A long-time dream role


Tatyana was a long-time dream role, one which she studied whilst at the Guildhall School and always wanted to do on stage. And Natalya feels lucky that in the next three or four years she is going to be able to sing most of the roles that she currently wants to sing, though she admits to wanting to sing Santuzza in Cavalleria Rusticana but feels that this is another role where you need experience, and to have lived a lot.

She sang Tchaikovsky's Iolanta at the Guildhall School, and would love to sing the role again, and having done Jenufa she would love to sing Kat'a Kabanova, though she feels that the role of Emilia Marty in Makropoulos Case is some way off yet.
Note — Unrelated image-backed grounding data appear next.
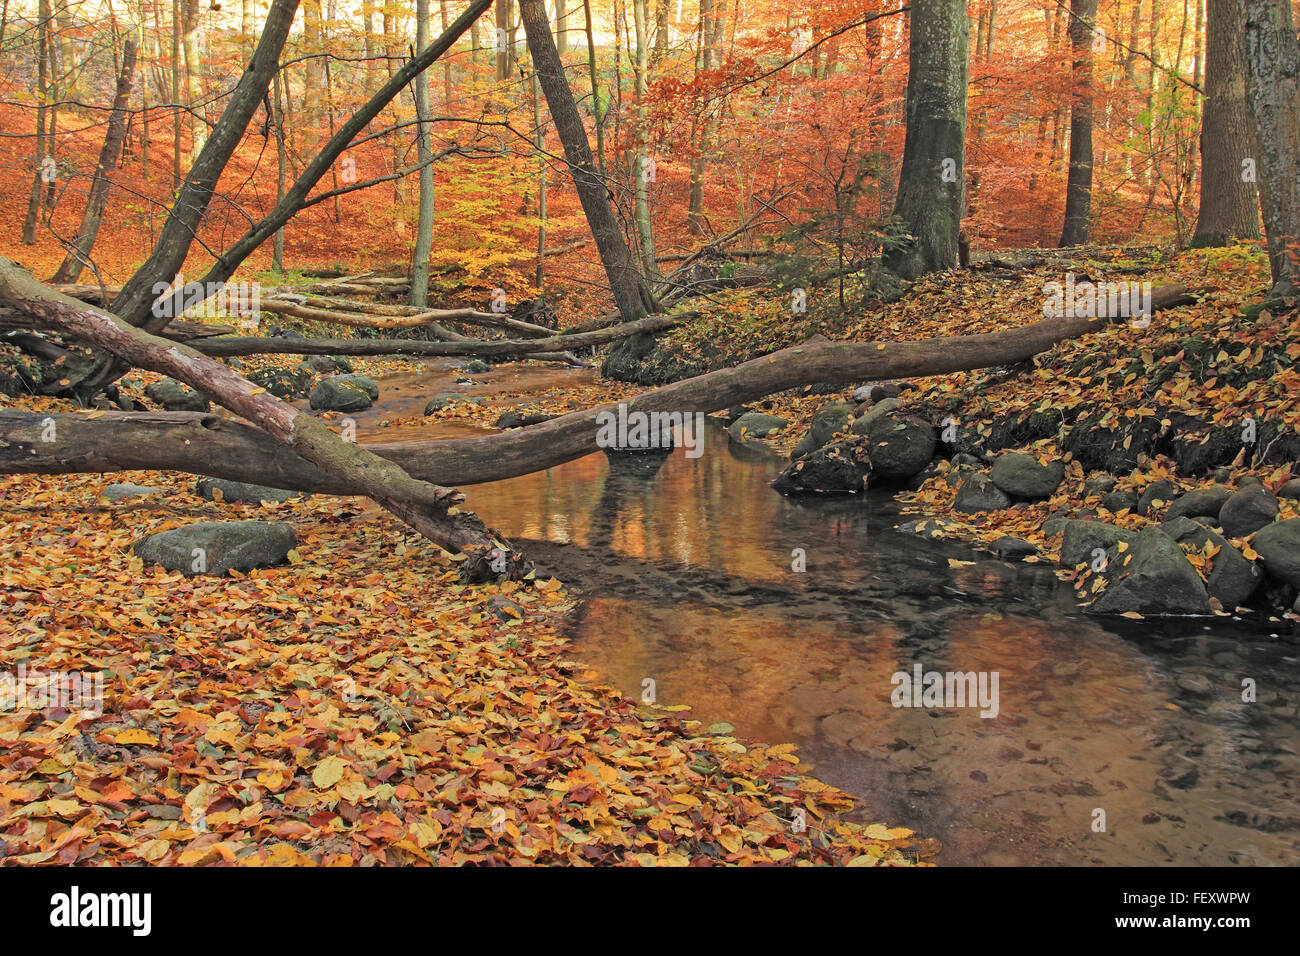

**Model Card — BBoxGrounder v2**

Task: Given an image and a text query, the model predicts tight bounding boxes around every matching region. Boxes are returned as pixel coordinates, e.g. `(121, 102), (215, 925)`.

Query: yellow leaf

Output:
(115, 728), (158, 746)
(311, 755), (346, 789)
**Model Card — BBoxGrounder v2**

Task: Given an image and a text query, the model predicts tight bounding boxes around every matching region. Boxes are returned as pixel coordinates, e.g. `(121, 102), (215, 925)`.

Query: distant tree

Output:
(1059, 0), (1097, 248)
(1193, 0), (1261, 246)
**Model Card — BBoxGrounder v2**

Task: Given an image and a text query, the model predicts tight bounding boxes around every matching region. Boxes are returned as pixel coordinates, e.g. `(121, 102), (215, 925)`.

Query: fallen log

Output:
(0, 257), (529, 582)
(255, 296), (557, 338)
(192, 314), (684, 358)
(0, 285), (1202, 491)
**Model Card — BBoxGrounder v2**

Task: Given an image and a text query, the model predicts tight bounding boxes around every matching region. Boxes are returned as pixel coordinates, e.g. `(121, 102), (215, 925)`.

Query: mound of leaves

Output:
(0, 469), (929, 866)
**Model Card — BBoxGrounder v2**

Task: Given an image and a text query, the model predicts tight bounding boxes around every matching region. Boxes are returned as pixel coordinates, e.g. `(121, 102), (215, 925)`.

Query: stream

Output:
(347, 357), (1300, 866)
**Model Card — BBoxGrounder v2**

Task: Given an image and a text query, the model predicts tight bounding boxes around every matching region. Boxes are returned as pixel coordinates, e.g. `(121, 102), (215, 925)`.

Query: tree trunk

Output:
(686, 0), (713, 234)
(1059, 0), (1097, 247)
(556, 0), (568, 54)
(20, 0), (51, 246)
(583, 0), (606, 179)
(882, 0), (970, 278)
(1242, 0), (1300, 297)
(0, 258), (528, 582)
(495, 0), (516, 79)
(181, 0), (206, 162)
(190, 0), (491, 298)
(109, 0), (302, 331)
(1193, 0), (1262, 245)
(518, 0), (657, 320)
(303, 0), (325, 121)
(410, 0), (436, 307)
(51, 40), (139, 284)
(632, 0), (656, 272)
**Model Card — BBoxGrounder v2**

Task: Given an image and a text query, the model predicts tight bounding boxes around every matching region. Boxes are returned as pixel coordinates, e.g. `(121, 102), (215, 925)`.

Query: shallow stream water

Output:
(352, 358), (1300, 866)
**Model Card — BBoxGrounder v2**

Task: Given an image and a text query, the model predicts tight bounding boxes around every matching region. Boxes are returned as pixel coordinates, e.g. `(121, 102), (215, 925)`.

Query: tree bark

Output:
(518, 0), (658, 321)
(51, 40), (139, 284)
(1193, 0), (1262, 245)
(0, 258), (527, 582)
(1059, 0), (1096, 247)
(882, 0), (970, 278)
(1242, 0), (1300, 296)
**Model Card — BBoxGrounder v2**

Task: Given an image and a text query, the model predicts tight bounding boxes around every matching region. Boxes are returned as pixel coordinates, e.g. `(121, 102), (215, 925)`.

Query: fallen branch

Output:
(0, 257), (529, 581)
(193, 313), (683, 358)
(0, 287), (1201, 491)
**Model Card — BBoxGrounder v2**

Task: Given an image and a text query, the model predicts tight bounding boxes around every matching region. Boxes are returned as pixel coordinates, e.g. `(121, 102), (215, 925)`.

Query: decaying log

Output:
(0, 257), (529, 581)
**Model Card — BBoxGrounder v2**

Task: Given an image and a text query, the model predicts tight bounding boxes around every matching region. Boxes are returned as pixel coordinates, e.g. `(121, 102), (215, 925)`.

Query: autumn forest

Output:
(0, 0), (1297, 898)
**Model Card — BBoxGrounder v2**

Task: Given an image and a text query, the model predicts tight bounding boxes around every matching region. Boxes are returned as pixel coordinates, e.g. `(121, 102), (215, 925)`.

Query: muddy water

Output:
(361, 359), (1300, 866)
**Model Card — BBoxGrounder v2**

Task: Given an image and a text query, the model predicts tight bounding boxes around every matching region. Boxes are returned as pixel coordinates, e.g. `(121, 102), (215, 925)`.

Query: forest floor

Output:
(3, 241), (1294, 866)
(0, 374), (928, 866)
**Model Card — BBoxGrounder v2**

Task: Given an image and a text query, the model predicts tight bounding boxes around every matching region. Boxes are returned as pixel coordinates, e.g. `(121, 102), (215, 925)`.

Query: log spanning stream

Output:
(352, 358), (1300, 865)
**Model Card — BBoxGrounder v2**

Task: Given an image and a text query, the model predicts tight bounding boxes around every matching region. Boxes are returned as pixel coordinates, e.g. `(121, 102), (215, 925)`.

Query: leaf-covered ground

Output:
(0, 466), (928, 866)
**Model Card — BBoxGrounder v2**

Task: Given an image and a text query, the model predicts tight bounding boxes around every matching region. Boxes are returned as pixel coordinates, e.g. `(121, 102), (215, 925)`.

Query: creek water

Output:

At the moment, every single role is new and she finds it a gift to be able to sing a role for the second time.

Valkyries in Houston - Natalya Romaniw, Eve Gigliotti, Julie Makerov - Wagner: Die Walkure (Photo Lynn Lane)
Valkyries in Houston - Natalya Romaniw, Eve Gigliotti, Julie Makerov - Wagner: Die Walkure (Photo Lynn Lane)
Natalya always wanted to combine music and drama in her career, but it was only her teacher John Evans at the Guildhall School who introduced her to opera. Though everyone always said that she had a big voice, she is not a dramatic soprano yet and she was always encouraged to leave the voice as it is and simply let it develop. Whilst at the Guildhall School, John Evans gave her homework to name the top five sopranos of the day. But at the age of 18 she was not interested in contemporary singers, she was only interested in her grades at school, but John told her to get interested or go and work in Marks & Spencer (where she had a part-time job when a student). So she started to go to see operas, and to get interested.

She admits to preferring old-school sopranos. She loves Callas, feeling that though it was not the most beautiful of voices she sang with absolute integrity. Another soprano she admires is Mirella Freni, one who always sang lyrically and always sang with what she had, and never pushed.